C. Wright, A. Miller & E. Cooper, supra, § 4512 at 192-93 (footnotes omitted)....
It is to be noted that in enacting the Federal Rules of Evidence, Congress paid considerable deference to state evidentiary practice by explicitly incorporating state evidentiary practice where Congress thought that to be warranted. See, e.g., Fed. R. Evid. 302, 501 and 601. In addition, Congress did not alter such "substantive" state rules of evidence as the parol evidence rule, the collateral source rule, and the Statute of Frauds. See C. Wright, A. Miller & E. Cooper § 4512 at 194-95. However, in Rule 407 Congress did enact a uniform rule governing the admission of evidence of subsequent remedial measures and that rule must be followed unless it can be shown to be unconstitutional because it cannot "rationally" be considered procedural under the Hanna test. Federal Rule 407, as enacted by Congress, is the identical rule drafted by the Advisory Committee and reported to Congress by the Supreme Court. Compare 56 F.R.D. 183, 225 (1973) with Pub. L. 93-595. Thus, this Court would have to hold in order to supplant that rule with the Maine Rule of opposite effect not only that Congress exceeded its constitutional power in promulgating the rule, but that it did so upon the considered recommendation of the Advisory Committee and of the Supreme Court. To date, all of the published judicial discussions of which this Court is aware on this issue have concluded that Rule 407 of the Federal Rules of Evidence should be applied to state claims tried by a federal court deriving its jurisdiction from the diversity of citizenship of the parties. See [Grenada Steel Industries, Inc. v. Alabama Oxygen Co., Inc., 695 F.2d 883 (5th Cir. 1983)]; Oberst v. International Harvester Co., 640 F.2d 863, 867-68 n.2 (7th Cir. 1980) (Swygert, J., concurring and dissenting in part) (dictum).
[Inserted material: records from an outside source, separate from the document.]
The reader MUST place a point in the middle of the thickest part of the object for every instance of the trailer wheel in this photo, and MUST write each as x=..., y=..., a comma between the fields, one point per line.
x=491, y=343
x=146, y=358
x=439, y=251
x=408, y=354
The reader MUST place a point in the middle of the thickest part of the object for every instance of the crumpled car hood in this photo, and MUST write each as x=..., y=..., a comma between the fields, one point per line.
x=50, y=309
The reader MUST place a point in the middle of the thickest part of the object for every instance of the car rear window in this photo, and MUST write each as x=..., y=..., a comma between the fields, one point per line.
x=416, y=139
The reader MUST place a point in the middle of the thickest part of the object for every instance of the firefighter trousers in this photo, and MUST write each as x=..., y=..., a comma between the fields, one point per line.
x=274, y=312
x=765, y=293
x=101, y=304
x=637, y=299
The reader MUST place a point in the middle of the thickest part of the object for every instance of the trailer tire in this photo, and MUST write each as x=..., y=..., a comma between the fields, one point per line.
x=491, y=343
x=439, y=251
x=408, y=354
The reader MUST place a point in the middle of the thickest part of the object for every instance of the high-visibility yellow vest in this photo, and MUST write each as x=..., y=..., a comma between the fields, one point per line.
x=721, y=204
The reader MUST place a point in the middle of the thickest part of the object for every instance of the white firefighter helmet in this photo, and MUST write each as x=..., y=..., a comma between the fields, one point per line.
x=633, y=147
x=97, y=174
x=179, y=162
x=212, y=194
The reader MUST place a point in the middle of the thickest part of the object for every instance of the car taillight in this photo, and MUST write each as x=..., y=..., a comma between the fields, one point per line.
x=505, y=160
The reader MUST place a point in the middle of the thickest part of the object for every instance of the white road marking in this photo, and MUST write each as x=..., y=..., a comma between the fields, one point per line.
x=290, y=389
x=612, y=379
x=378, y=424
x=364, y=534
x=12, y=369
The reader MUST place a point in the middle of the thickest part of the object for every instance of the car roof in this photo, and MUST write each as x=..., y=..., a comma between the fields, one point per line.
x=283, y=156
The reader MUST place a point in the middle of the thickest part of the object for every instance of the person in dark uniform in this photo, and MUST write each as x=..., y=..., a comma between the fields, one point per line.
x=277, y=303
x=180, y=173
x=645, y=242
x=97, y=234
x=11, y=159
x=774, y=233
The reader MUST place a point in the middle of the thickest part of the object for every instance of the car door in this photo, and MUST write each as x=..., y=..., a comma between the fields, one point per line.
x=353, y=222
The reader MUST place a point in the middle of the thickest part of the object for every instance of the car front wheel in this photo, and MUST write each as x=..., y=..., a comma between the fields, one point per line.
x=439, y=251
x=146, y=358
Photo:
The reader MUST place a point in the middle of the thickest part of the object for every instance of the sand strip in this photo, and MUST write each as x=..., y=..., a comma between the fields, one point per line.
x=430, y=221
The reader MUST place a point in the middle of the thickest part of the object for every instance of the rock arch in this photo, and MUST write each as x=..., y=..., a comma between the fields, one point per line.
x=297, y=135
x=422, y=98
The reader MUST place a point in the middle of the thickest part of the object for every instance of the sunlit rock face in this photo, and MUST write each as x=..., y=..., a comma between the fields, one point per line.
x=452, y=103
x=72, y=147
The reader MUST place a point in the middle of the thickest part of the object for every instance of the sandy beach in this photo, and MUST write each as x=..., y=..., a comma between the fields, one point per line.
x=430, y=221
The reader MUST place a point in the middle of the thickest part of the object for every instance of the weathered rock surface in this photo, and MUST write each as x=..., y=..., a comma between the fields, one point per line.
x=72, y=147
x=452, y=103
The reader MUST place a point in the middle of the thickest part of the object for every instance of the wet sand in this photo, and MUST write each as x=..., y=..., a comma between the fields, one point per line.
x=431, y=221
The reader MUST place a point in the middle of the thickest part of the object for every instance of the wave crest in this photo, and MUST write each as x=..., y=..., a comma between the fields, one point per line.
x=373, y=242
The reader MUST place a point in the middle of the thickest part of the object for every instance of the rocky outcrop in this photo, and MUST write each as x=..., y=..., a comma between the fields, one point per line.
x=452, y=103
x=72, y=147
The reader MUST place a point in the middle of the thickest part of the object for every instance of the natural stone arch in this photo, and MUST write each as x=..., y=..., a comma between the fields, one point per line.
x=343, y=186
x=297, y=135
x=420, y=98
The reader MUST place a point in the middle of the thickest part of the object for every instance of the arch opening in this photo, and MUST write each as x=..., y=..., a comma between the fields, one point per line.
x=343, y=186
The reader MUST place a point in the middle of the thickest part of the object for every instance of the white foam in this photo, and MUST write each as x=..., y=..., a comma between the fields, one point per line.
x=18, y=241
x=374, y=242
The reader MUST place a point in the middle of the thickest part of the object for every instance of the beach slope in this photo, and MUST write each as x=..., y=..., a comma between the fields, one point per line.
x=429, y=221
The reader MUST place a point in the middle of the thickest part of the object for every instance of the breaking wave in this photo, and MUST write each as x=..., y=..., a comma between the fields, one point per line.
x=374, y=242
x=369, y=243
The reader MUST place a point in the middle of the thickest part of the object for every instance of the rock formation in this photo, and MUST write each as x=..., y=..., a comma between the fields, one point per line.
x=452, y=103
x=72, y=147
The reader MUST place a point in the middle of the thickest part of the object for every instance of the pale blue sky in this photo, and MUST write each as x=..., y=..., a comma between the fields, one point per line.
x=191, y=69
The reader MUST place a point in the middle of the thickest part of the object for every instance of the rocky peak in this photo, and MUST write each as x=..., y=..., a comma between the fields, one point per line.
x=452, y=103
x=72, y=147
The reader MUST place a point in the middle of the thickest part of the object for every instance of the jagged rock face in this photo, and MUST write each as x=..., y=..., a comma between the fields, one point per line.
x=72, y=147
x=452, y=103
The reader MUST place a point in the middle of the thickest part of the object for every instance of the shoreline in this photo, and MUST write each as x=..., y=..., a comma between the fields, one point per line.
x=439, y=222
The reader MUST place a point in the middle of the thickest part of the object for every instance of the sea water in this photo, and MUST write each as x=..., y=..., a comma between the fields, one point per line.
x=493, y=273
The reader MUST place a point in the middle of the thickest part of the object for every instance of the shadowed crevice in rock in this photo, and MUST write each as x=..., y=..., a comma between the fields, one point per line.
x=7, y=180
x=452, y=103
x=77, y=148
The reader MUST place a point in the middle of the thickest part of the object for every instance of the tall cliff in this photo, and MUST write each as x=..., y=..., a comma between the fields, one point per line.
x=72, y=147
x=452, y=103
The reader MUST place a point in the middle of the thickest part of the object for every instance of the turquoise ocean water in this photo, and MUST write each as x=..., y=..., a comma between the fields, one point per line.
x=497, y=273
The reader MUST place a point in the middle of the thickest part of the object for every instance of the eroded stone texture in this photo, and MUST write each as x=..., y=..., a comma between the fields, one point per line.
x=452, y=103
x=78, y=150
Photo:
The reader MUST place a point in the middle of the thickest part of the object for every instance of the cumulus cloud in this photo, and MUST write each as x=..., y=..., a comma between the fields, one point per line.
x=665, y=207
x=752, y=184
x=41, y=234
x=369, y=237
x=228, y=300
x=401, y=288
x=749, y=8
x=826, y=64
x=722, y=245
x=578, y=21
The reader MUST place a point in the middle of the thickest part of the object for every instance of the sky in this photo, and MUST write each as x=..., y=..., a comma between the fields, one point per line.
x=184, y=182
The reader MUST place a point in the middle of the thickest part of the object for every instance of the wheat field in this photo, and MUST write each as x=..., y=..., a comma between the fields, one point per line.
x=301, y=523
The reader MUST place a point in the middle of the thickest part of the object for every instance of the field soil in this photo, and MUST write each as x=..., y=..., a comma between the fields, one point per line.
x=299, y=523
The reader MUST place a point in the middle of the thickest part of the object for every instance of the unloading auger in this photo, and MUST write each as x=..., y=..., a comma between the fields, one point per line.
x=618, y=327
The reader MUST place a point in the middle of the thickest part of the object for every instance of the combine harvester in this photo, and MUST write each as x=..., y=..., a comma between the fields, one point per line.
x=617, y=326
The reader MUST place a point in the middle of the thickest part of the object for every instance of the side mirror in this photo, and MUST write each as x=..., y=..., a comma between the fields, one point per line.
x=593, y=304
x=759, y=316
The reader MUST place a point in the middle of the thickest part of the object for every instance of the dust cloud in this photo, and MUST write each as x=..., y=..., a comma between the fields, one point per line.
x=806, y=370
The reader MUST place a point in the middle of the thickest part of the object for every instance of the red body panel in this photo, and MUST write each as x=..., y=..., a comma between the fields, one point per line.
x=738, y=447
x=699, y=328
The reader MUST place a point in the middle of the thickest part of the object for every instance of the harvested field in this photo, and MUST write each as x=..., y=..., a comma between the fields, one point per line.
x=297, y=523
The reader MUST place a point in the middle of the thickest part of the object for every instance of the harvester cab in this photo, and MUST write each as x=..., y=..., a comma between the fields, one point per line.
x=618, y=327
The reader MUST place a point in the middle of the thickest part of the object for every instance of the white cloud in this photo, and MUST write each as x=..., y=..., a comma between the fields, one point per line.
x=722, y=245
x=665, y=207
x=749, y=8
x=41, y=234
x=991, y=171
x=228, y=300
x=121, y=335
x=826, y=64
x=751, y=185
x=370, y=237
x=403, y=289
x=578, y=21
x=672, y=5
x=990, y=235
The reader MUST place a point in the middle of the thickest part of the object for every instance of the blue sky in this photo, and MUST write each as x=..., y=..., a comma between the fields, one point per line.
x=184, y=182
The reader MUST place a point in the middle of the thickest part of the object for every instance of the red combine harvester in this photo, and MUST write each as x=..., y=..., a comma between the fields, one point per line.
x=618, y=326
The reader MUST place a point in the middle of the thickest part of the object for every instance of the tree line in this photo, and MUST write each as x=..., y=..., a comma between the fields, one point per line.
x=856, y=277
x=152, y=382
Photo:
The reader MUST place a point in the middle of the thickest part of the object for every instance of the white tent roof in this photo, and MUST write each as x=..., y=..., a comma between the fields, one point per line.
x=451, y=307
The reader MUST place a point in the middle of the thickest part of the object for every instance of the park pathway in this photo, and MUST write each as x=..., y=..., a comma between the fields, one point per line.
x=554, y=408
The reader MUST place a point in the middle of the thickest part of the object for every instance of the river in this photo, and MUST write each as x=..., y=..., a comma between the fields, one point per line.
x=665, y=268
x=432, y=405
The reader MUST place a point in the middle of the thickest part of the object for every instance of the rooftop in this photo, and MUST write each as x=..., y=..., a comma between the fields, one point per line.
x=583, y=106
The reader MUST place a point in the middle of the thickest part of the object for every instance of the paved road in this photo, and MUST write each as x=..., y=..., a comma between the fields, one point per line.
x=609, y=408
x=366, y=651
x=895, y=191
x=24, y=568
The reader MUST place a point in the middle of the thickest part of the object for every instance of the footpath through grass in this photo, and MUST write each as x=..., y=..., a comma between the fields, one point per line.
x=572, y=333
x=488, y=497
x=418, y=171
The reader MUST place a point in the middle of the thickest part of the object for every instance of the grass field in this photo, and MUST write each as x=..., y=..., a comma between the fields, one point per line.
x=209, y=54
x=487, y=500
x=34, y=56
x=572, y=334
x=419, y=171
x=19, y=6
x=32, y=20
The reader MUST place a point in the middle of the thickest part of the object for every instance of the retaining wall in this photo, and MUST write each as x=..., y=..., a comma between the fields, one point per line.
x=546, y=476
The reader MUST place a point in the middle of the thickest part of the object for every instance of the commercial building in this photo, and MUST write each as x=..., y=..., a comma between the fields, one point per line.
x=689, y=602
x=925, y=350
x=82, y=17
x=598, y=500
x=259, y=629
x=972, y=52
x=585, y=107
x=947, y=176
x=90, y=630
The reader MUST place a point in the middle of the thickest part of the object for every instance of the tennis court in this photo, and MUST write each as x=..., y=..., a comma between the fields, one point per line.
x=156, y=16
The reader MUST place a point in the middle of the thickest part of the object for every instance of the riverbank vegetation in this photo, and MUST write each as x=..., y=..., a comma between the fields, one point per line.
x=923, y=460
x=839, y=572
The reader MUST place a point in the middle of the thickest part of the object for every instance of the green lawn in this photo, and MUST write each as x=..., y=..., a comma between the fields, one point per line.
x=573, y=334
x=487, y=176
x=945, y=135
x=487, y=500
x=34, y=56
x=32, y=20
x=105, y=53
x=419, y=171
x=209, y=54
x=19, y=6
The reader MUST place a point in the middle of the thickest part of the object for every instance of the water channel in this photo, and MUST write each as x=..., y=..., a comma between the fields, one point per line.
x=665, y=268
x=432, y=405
Accordingly, the Court is satisfied that Federal Rule 407 governs the admissibility of evidence of subsequent remedial measures in this diversity case and that the Court may not supplant that rule by applying the provisions of Maine Rule 407.
1. 6. The Hanna v. Plumer test for evaluating the Federal Rules of Civil Procedure under Erie was unanimously reaffirmed recently by the Supreme Court in Walker v. Armco Steel Corp., 446 U.S. 740 (1980). Indeed, in Walker the Court states that the Federal Rules of Civil Procedure are not to be construed narrowly to avoid conflict with state rules: "The Federal Rules should be given their plain meaning. If a direct collision with state law arises from that plain meaning, then the analysis developed in Hanna v. Plumer applies." 446 U.S. at 750, n.9. There could be no more direct conflict than in the case at bar. Federal Rule of Evidence 407 explicitly prohibits the introduction of evidence of subsequent remedial repairs to prove negligence or culpable conduct while Maine Rule of Evidence 407 explicitly permits the introduction of that evidence for that purpose.